No es la primera vez que Musk plantea públicamente esa posibilidad. Antes de la salida a bolsa de SpaceX en junio ya habían circulado informaciones sobre conversaciones en torno a una posible unión con Tesla. El asunto también apareció durante la presentación de los resultados trimestrales de SpaceX.
En aquella ocasión, Musk señaló que el solapamiento entre las dos empresas era cada vez mayor y citó específicamente Terafab, el proyecto de fabricación de chips. Al mismo tiempo, remarcó que una operación de esa magnitud no podía abordarse en una llamada de resultados y que tendría que tramitarse mediante “el procedimiento adecuado”. La fusión, por tanto, no está confirmada.
Una relación empresarial y tecnológica cada vez más estrecha
Tesla y SpaceX ya mantienen vínculos operativos y financieros. Tesla posee una participación en SpaceX y ambas compañías firmaron a comienzos de este año un acuerdo marco para regular futuras colaboraciones.
SpaceX también figura entre los clientes de Tesla. La compañía aeroespacial adquiere, entre otros productos, baterías, soluciones energéticas y Cybertrucks. En sentido inverso, Tesla está incorporando tecnologías desarrolladas por otras empresas vinculadas a Musk.
Uno de los ejemplos es Grok, el modelo de inteligencia artificial de xAI, que se está integrando en los vehículos de Tesla. Según Musk, esta tecnología también tendrá un papel en la inteligencia digital del robot humanoide Optimus.
La red de satélites Starlink, operada por SpaceX, es otro de los puntos de contacto. Está previsto que se incorpore al Cybercab y que, más adelante, esté disponible en una parte más amplia de la flota de Tesla. Musk considera que disponer de conexiones fiables a internet es relevante para que los robotaxis puedan funcionar de forma autónoma en distintos lugares.
Terafab y el próximo Roadster amplían los puntos de contacto
Entre los proyectos con mayor potencial de solapamiento se encuentra Terafab.

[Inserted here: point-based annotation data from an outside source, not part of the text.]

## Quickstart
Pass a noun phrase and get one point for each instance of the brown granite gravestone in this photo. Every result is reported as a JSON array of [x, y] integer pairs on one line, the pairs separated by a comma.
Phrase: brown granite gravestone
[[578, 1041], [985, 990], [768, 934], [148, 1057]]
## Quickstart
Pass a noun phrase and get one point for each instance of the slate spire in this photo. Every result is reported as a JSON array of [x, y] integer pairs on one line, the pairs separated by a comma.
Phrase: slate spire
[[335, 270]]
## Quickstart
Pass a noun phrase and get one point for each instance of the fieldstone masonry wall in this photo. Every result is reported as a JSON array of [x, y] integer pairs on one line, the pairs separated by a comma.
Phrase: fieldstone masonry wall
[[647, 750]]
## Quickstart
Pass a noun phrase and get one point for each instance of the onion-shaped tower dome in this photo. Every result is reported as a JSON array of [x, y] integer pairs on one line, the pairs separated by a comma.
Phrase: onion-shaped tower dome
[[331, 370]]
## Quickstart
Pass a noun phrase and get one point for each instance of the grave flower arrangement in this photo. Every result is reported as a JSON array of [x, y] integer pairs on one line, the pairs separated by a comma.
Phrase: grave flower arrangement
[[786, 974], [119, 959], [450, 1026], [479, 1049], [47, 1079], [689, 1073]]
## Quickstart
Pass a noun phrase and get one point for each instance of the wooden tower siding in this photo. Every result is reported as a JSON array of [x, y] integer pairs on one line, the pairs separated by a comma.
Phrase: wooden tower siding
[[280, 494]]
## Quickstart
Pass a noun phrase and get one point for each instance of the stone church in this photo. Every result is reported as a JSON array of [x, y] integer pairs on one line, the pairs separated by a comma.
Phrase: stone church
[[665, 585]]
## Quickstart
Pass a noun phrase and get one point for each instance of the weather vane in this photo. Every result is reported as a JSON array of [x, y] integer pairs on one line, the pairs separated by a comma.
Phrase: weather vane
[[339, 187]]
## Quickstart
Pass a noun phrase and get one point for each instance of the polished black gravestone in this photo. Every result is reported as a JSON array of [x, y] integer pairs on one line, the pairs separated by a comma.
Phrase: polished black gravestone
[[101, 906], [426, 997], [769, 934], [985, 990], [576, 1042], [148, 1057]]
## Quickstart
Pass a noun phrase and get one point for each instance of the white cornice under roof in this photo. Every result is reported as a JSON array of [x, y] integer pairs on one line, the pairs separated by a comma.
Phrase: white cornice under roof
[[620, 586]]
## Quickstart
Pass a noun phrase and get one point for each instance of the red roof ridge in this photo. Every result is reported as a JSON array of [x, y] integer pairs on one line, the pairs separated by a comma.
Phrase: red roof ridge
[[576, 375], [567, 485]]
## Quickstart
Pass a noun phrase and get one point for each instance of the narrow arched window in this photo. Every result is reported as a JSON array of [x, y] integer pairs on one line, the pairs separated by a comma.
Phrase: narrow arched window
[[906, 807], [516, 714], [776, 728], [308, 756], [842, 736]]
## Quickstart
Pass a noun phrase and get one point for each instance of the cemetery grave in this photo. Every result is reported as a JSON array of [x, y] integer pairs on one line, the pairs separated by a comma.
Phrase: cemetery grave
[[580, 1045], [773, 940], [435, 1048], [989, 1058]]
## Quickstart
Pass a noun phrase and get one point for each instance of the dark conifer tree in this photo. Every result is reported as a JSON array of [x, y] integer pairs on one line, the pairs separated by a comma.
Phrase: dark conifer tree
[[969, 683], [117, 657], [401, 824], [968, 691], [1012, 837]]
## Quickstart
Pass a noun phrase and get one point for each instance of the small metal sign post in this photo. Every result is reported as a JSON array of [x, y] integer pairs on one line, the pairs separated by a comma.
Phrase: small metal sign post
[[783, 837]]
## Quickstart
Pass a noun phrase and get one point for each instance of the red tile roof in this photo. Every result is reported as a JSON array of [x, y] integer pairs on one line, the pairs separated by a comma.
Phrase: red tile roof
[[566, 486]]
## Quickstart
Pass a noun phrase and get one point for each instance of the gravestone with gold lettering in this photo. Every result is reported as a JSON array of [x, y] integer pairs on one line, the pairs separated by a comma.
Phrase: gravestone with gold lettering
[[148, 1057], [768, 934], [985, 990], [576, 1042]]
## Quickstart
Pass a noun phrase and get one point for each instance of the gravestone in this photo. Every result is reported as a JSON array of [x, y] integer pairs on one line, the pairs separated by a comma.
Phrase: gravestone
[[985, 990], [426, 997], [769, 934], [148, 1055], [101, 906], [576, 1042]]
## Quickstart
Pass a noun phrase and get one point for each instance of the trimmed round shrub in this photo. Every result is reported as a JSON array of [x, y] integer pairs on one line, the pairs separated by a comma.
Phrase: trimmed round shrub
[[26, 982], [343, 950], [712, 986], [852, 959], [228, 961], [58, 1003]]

Musk lo presenta como una pieza importante para aumentar la capacidad de producción de sus empresas y ya ha advertido de que Tesla podría tener dificultades para escalar la fabricación de Optimus si no cuenta con ese proyecto.
SpaceX también podría participar en el nuevo Roadster de Tesla, cuya presentación está prevista para el 1 de octubre. Musk ha mencionado la posibilidad de incorporar tecnología de cohetes al deportivo, incluidos propulsores que, en teoría, permitirían que el vehículo flotara durante un breve periodo o se elevara del suelo.
Por ahora, Tesla y SpaceX continúan siendo compañías separadas. Las declaraciones de Musk reflejan, sin embargo, una colaboración cada vez más amplia y mantienen abierta una integración formal, sin que exista por el momento una decisión anunciada al respecto.